Grossesse et allaitement: prise en charge de la constipation

La prise en charge de la constipation chez une femme enceinte ou allaitante repose principalement sur des mesures hygiéno-diététiques. Lorsque ces mesures ne sont pas suffisantes, on peut envisager un traitement par un laxatif. Les laxatifs de lest et les laxatifs osmotiques (macrogols, lactulose, lactitol et sorbitol, hormis les laxatifs à base de sels minéraux) sont les laxatifs de premier choix et peuvent être pris tout au long de la grossesse et la période d’allaitement car ne présentent aucun danger pour le fœtus ni l’enfant allaité. Le bisacodyl, le séné (laxatifs de contact) et la paraffine liquide ne sont à utiliser que ponctuellement en cas d’échec des laxatifs de lest ou osmotiques, en cas de constipation sévère, et pour une très courte période. Les laxatifs à usage rectal sont à utiliser seulement occasionnellement pour un soulagement rapide d’une constipation distale. Les laxatifs à base de sels minéraux, les autres laxatifs de contact, le linaclotide, le prucalopride et l’huile de ricin sont déconseillés pendant la grossesse et la période d’allaitement.

La prise en charge de la constipation chez une femme enceinte ou allaitante repose principalement sur des mesures hygiéno-diététiques, comme pour tout autre patient. Ces mesures consistent notamment en une hydratation suffisante, la prise de fibres alimentaires, l’exercice physique et une présentation régulière à la selle. Lorsque ces mesures ne sont pas suffisantes, un traitement par un laxatif peut être envisagé.1 Cet article traite de la place des différents laxatifs dans le traitement de la constipation chez la femme enceinte et la femme allaitante, en faisant le point sur les données d’études animales et d’études épidémiologiques concernant leur innocuité.

Grossesse

Les changements hormonaux liés à la grossesse et la présence de fer dans les vitamines de grossesse peuvent favoriser l’apparition d’une constipation.

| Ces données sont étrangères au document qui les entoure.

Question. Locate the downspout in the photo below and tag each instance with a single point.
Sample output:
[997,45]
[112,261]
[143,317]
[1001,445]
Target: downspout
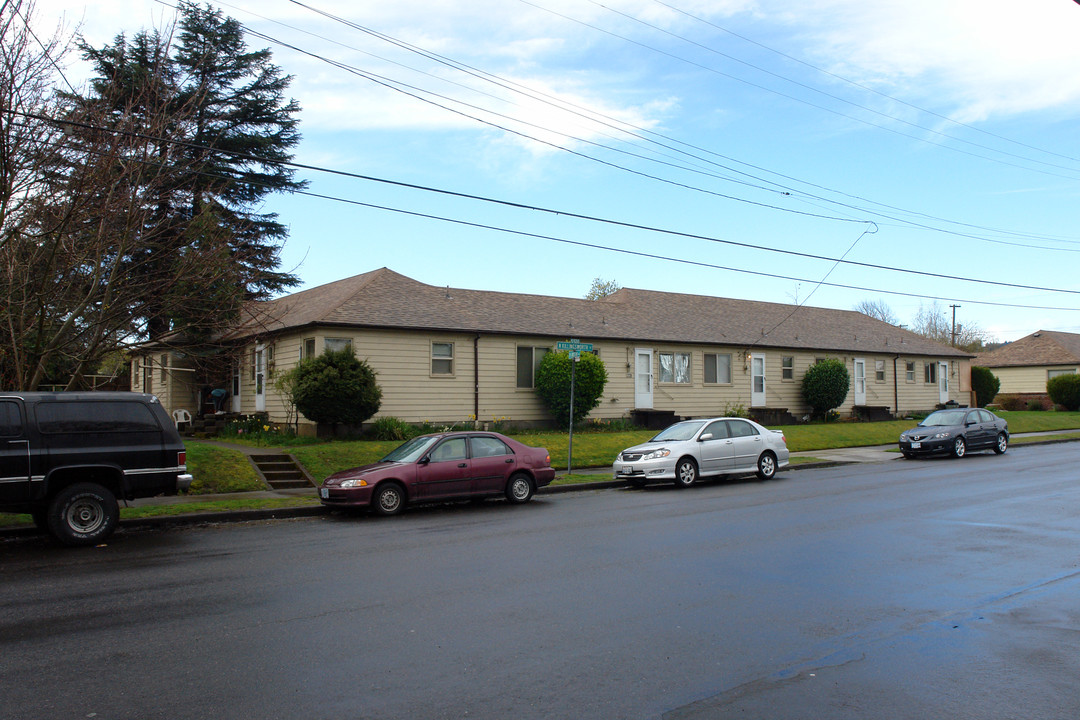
[476,381]
[895,389]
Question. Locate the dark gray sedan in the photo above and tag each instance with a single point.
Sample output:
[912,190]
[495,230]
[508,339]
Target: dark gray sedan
[955,431]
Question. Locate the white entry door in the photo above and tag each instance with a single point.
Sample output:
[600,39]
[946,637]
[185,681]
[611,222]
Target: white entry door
[260,379]
[943,382]
[860,381]
[757,380]
[643,378]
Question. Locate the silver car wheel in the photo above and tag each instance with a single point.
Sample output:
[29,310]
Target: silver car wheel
[766,466]
[686,473]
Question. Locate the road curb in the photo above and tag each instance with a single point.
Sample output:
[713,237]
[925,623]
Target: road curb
[163,521]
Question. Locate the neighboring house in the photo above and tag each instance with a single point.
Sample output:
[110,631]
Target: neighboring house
[446,354]
[1024,366]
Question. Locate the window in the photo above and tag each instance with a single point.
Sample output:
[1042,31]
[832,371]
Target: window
[741,429]
[334,344]
[488,447]
[717,368]
[451,449]
[11,420]
[675,367]
[442,358]
[123,417]
[528,364]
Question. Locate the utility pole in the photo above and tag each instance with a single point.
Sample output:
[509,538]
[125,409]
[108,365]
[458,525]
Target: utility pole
[954,323]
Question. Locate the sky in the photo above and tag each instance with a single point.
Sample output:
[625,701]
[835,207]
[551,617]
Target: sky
[732,148]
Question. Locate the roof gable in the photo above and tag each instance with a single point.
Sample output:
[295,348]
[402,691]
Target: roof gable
[1041,348]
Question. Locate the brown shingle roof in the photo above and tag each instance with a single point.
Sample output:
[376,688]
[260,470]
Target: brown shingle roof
[1041,348]
[383,298]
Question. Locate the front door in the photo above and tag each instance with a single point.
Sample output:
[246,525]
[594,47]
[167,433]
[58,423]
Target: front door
[260,379]
[860,381]
[234,394]
[643,378]
[757,380]
[446,473]
[14,453]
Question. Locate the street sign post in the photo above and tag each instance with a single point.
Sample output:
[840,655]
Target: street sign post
[576,348]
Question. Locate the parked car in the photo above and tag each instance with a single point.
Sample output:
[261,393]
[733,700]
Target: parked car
[702,448]
[439,467]
[955,431]
[65,458]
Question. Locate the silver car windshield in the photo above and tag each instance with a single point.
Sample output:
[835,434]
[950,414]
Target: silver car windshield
[680,431]
[412,450]
[943,418]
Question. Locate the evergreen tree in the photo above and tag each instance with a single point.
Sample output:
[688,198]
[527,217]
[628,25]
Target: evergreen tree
[231,128]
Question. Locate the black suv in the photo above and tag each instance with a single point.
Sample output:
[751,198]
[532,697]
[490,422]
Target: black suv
[65,458]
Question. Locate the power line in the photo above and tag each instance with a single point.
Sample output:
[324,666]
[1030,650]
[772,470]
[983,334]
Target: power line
[548,211]
[562,105]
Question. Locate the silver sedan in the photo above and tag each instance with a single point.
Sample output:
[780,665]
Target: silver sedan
[702,448]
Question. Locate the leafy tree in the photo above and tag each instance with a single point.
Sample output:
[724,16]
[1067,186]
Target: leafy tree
[553,384]
[1065,391]
[985,384]
[602,288]
[825,386]
[336,388]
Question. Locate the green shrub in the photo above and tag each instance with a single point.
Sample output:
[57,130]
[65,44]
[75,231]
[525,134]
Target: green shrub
[985,384]
[392,429]
[553,384]
[336,388]
[825,386]
[1065,391]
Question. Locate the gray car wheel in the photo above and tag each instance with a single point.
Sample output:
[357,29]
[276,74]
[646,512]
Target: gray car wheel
[518,489]
[959,448]
[389,499]
[686,473]
[83,514]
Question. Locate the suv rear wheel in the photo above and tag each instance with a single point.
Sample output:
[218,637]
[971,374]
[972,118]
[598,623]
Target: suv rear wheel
[83,514]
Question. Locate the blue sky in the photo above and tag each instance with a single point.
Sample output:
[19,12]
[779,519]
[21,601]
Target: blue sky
[930,136]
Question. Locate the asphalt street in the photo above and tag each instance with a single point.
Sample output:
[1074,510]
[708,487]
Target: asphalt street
[939,588]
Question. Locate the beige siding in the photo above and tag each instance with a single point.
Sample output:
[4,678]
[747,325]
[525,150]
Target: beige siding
[1026,379]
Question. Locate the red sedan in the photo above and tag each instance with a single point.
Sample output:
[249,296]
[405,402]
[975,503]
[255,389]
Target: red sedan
[439,467]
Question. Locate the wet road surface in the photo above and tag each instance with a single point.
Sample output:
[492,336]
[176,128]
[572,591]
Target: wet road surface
[902,589]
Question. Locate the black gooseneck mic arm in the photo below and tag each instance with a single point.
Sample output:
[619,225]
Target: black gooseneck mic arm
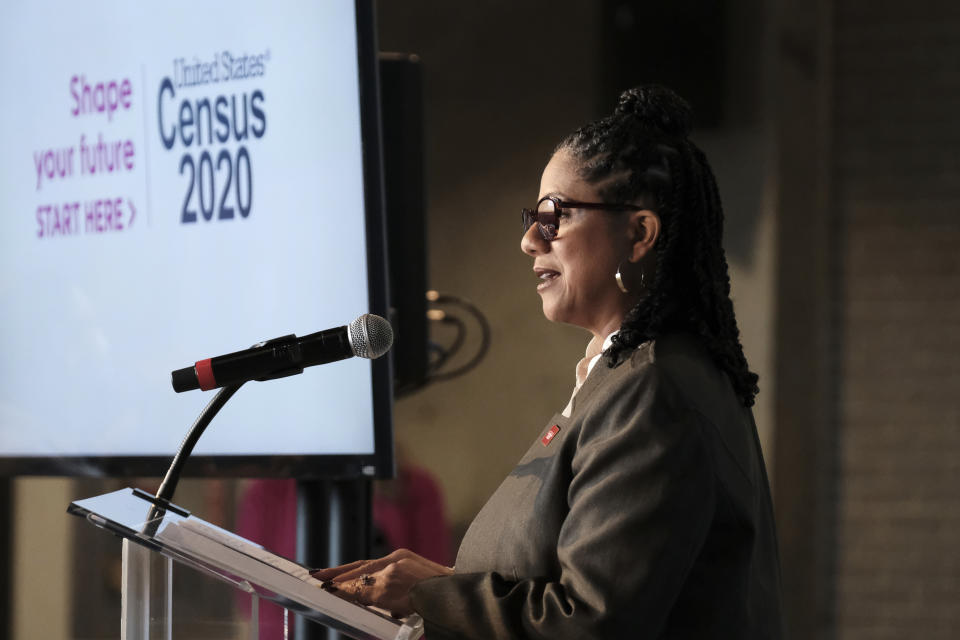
[169,484]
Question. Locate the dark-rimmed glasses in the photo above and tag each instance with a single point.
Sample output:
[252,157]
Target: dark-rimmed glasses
[550,208]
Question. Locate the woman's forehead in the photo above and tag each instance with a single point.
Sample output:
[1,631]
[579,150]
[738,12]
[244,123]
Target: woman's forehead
[561,177]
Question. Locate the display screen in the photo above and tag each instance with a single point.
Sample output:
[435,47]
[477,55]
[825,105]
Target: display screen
[181,181]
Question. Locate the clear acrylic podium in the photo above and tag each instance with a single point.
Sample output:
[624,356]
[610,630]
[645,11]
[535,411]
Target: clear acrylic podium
[157,535]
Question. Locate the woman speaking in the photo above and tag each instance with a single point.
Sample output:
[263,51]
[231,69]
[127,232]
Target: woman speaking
[642,509]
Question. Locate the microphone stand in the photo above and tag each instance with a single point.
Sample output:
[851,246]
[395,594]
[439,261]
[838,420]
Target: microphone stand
[333,521]
[169,484]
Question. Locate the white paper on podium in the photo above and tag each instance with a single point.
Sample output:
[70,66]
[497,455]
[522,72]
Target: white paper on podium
[252,562]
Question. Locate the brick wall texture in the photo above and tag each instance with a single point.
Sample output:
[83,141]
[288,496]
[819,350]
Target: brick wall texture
[896,116]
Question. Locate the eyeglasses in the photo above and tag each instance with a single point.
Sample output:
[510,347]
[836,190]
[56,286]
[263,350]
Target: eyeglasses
[550,208]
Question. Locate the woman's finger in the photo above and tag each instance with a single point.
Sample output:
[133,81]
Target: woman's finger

Lorsque les mesures hygiénodiététiques (voir plus haut) s’avèrent insuffisantes, les laxatifs de lest et les laxatifs osmotiques sont le traitement de premier choix.

Laxatifs de lest

Positionnement

Les laxatifs de lest font partie du traitement de premier choix de la constipation chez une femme enceinte.1,2 Parmi eux, on retrouve notamment le psyllium (Plantago ovata ou ispaghul) et le sterculia, enregistrés comme médicaments. Il existe de nombreux compléments alimentaires. Un apport hydrique suffisant est indispensable lors de la prise de ces médicaments. Les laxatifs de lest peuvent être utilisés tout au long de la grossesse.1-3

Données concernant l’innocuité

Il existe très peu de données concernant leur innocuité pendant la grossesse mais leur long recul d’utilisation et leur résorption (quasi) nulle au niveau de la muqueuse intestinale permettent d’affirmer qu’ils ne présentent aucun effet tératogène ni toxique pour le fœtus.1-3

Laxatifs osmotiques (hormis les laxatifs à base de sels minéraux)

Positionnement

Les macrogols, le lactulose, le sorbitol et le lactitol font partie, tout comme les laxatifs de lest, du traitement de premier choix de la constipation chez les femmes enceintes. En effet, vu leur absorption systémique négligeable et l’absence de signal de toxicité pour le fœtus, les macrogols, le lactulose, le sorbitol et le lactitol peuvent être utilisés tout au long de la grossesse.1-4
Le CBIP regroupe les laxatifs à base de sels minéraux à usage oral (voir 3.5.3.3. du Répertoire) dans la classe des laxatifs osmotiques. Ceux-ci ne font pas partie du traitement de premier choix et sont discutés plus loin.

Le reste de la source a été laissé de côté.